The emerging picture of the size and scope of the cooperative now permits the adviser and the steering committee to develop basic operating assumptions. Together, they consider facilities needed, operating costs, capitalization, and financial requirements.
An important part of the feasibility analysis is to review the sensitivity of the business to changes in volume or operating costs. For example, what impact will a 25-percent decrease in product sales, perhaps due to adverse weather, have on profitability? Other key factors might include wage rates, operating efficiencies, interest rates, etc.

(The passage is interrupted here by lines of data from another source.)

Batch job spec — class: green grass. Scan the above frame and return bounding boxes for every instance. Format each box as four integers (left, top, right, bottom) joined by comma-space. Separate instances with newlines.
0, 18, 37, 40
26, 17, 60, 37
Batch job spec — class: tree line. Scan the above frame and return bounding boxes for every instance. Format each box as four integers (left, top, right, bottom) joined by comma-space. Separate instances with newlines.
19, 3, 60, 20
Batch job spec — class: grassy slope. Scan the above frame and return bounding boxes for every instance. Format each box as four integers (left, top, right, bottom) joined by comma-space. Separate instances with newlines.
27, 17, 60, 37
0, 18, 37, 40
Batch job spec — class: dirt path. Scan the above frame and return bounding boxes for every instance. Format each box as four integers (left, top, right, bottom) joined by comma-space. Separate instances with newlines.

The adviser determines operating efficiencies, estimates labor needs, develops service and payment schedules, and gathers other cost data. The steering committee will have to contract with an engineering firm or equipment dealer, for instance, to obtain specialized data on facilities, equipment, and labor costs.
Facilities needed may include land, buildings, and equipment. The committee bases estimates on the expected business volume by the probable members, plus some allowance for future expansion. The cost of buying or leasing existing facilities and equipment should be investigated. Professionals and skilled technicians should be consulted to determine the need for new facilities and assess the value of any existing facilities being considered.
Operating costs include employee salaries, utilities, taxes, depreciation, interest, and costs of office and other supplies. The adviser, with help of the committee, determines what items to include and their probable cost, based on operating assumptions. If the operating revenues for the projected volume of business show little or no margins over estimated costs, the committee should project the volume needed to produce acceptable margins. In most businesses, per-unit operating costs tend to decline as the volume increases.
A cooperative’s lowest possible operating costs occur when its members furnish it with the maximum amount of business it can handle.